Bauer, 30 in January, led the National League in ERA (1.73) and WHIP (0.79), and he paced all of Major League Baseball with two shutouts and a paltry 5.1 hits per nine innings pitched. The former No. 3 overall draft pick was every bit the ace that Cincinnati hoped he’d be when acquiring him prior to the 2019 trade deadline, largely putting his rough two-month showing with the 2019 Reds in the rearview mirror.
It was the second Cy Young-caliber season for Bauer in three years, as he also turned in 175 1/3 innings of 2.21 ERA ball with the 2018 Indians. Over the past three seasons combined, Bauer has worked 461 1/3 innings with a combined 3.18 ERA and 3.38 FIP in addition to averages of 11.2 strikeouts, 3.0 walks and 1.01 home runs per nine innings pitched.
Because Bauer rejected the qualifying offer, any club that signs him will now take a hit in next year’s draft. A team that paid the luxury tax (e.g. the Yankees) would surrender its second- and fifth-highest selections to sign Bauer. They’d also see their league-allotted international bonus pool reduced by $1MM. Clubs that receive revenue-sharing in a typical season and do not exceed the tax threshold are “only” required to sign their third-highest selection to sign a qualified free agent. Clubs that do not receive revenue sharing and stay under the luxury barrier are penalized by forfeiting their second-highest pick and seeing their international pool reduced by $500K.

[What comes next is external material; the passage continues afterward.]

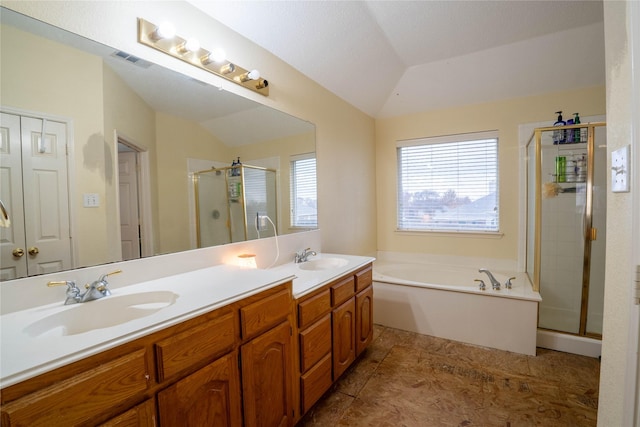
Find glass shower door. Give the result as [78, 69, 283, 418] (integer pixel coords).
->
[582, 126, 608, 337]
[527, 123, 608, 338]
[538, 131, 587, 334]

As for the Reds, they’ll be a very interested onlooker with regard to Bauer’s contract. The right-hander made it known for years that he did not ever plan to sign a multi-year deal, instead maxing out his earnings on a perpetual series of one-year pacts. The shortened nature of the term would, in theory, allow for greater earning potential so long as Bauer remained healthy and pitched well; teams are willing to pay a higher annual rate in order to avoid long-term risk. Recently, however, both Bauer and Luba have indicated that he’ll consider long-term deals in free agency as well.
That’s of particular importance for the Reds, as they’d receive a compensatory pick after the first round of next year’s draft should Bauer sign elsewhere — but only if his total guarantee is greater than $50MM. If Bauer goes the one-year route, he’ll surely fall shy of that threshold, meaning the Reds would only be entitled to a pick between Competitive Balance Round B and Round 3 of the draft. Essentially, it’s a difference of roughly 45 spots in the draft order, as well as the considerably greater slot value that is associated with the higher of the two selections.